Friday, September 10, 2010

Believin' in Benin

Benin is a very religious nation. Christianity is the largest religion in the South (there are a lot of Catholics, in particular, in Lalo) and Islam is more prevalent in the North. However, the national and biggest religion of Benin is “Vodoun,” or Voodoo as we spell it. Voodoo is an animistic religion, but its beliefs and gods are usually mixed with other religions. That is to say that if a Beninese is Catholic, they also practice Voodoo as well.

Voodoo in Benin is not the violent religion of bloody-sacrifices and voodoo dolls that we think of, but instead it is about the power of nature and the natural forces in life. It permeates every aspect of life in Benin because they believe that spirits are everywhere and are an integral part of daily happenings in life. It is most easy to relate Voodoo beliefs to the Native Americans’ beliefs that there were spirits in every part of nature and they must be properly cared for, if they are going to care for you in return. For example, this rainy season there was not a lot of rain. The Beninese explained this by saying that the gods must not have been properly thanked after last year’s rainy season. In this case they would do a sacrifice for the gods- typically a chicken or a goat. That being said, this is not an everyday occurrence that we see here.
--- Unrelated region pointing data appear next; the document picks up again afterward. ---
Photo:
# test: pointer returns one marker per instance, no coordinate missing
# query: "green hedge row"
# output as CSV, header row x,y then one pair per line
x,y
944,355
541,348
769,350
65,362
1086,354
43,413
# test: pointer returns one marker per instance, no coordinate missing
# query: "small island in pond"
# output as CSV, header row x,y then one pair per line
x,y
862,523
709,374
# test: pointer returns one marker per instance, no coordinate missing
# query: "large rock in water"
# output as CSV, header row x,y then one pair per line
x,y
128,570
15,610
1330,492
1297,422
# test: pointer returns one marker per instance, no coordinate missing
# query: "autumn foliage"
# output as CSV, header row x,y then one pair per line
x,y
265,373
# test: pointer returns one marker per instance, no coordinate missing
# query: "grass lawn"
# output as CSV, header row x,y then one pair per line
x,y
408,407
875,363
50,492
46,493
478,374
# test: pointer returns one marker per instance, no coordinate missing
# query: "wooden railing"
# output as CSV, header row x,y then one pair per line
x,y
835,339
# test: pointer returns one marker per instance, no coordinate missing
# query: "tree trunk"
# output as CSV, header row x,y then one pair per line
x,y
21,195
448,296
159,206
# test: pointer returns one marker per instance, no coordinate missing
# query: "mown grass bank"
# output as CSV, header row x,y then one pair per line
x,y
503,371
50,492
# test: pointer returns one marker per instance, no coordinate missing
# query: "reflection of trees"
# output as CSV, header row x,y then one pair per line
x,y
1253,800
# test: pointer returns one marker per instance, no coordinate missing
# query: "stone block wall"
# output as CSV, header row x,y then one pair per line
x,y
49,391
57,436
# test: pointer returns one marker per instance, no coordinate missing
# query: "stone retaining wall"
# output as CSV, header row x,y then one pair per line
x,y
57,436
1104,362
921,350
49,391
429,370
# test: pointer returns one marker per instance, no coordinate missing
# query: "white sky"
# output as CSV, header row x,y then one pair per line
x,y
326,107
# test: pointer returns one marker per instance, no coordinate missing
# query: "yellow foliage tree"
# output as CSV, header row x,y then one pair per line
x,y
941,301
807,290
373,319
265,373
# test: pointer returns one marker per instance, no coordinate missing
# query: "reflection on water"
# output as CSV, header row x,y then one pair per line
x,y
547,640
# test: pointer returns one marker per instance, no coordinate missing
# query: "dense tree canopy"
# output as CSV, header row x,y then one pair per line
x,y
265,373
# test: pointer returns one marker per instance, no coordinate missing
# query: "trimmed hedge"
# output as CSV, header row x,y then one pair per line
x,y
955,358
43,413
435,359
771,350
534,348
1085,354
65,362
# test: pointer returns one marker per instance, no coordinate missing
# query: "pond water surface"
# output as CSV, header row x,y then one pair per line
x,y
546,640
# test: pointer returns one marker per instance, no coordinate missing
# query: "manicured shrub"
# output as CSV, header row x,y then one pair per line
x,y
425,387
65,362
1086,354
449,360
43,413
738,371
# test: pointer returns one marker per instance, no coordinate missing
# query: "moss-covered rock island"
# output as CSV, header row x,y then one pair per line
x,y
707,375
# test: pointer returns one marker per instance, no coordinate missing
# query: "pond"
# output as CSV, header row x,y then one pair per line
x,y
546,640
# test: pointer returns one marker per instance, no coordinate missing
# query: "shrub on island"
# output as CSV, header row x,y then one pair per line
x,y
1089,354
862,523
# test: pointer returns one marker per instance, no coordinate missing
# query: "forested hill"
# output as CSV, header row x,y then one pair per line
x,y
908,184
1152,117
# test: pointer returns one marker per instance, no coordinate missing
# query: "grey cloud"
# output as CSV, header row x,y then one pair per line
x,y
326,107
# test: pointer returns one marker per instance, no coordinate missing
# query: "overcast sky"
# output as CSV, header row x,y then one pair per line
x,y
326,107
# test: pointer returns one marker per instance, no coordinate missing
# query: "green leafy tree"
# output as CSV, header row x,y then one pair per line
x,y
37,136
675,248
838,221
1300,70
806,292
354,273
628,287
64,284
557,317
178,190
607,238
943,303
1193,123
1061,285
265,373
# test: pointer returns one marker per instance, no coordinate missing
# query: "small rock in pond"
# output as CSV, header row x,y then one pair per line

The Beninese also use voodoo to explain what happens in life that they can’t understand. For example, if a person suddenly dies, it is assumed that they must have done something bad and they were either cursed by someone or a god. Whereas we would contribute a death to a medical condition and then have an autopsy performed, the Beninese assume that they died for a reason. We have seen this on multiple occasions, including with one of Miranna’s students, Ivette, that died in November. It was explained to us (in a very matter of fact manner) that her sister had refused to get married because she wanted to stay in school, so Ivette helped her run away. Her father was upset with her and put “gris-gris” on her. Shortly thereafter Ivette developed a headache and then she died. This story was hard to digest because common sense tells us that people don’t just suddenly die of headaches. Maybe she had already been sick and it was a coincidence that she died when her dad was upset with her- or maybe the Beninese have some rhyme and reason to their beliefs.

“Gris-gris” is a ceremonial process where someone is either partaking in an effort to protect themselves from evil spirits or performing an act to bring harm to someone. An example of the latter is mentioned above. As an example of protecting themselves, people often make a special soap with which to wash themselves. We were privy to watching one of these soap making ceremonies- which was very interesting. The process was as follows: grounding up a lot of leaves, roots, and herbs that all have medicinal powers, mixing in some sodabi (the local alcohol), sacrificing a chicken on top of the soap, and then chanting in the local language. We were told that if you wash yourself with this soap at least once a month, then you are protected from all the evil spirits. We personally declined taking some home, we’re happy with Dove.

The Village Chief adding alcohol to the soap during the ceremony.

Another aspect of voodoo that plays an important role in life here is the strong belief in the afterlife. When someone dies they turn into a spirit- and this is one reason why funerals are such a big event (and why so much money is spent on them). Not only is it necessary to celebrate the life they lived, but it is necessary to welcome the rebirth of their spirit. The two types of “spirits” that we commonly see are pictured below. At some point, before, during or after a funeral service the spirits come out and dance and “speak” to the onlookers. These are really big events in Lalo which involve a lot of drumming, singing, and dancing. The spirits also “chase” the onlookers and it is forbidden that they touch you because you will then die- so you better run fast!

Zangbetos (don't they look like the characters in the book "Where the Wild Things Are"?)

Egunguns (While not the most friendly of fellows, their costumes are really bright and colorful!)

This is just an overview of beliefs here in Benin- as we have experienced them. Voodoo is a complicated and mysterious religion that we will not fully understand even after 2 years. It’s hard to explain the depths to which these beliefs affect everyday life. In addition, religion, whether voodoo or otherwise, has an enormous economic toll. The amount of money that is spent on special clothes, religious items, funerals, and offerings blows our mind. We have been to a few religious services and at each one they take offerings no less than five times throughout the mass. At the end of the service, they then announce how much money was raised for the church that day. However, when there are not too many other distractions in life in a small village, on what else are you going to spend your money and time?

Miranna with our neighbors after Inez, the youngest daughter in the family, was confirmed in the Catholic church. For a ceremony such as this, most everybody in the church will wear outfits made of matching cloth. We had been out of town before the big event, so we were not able to purchase religious fabric featuring the Saint Augustin. We were crushed!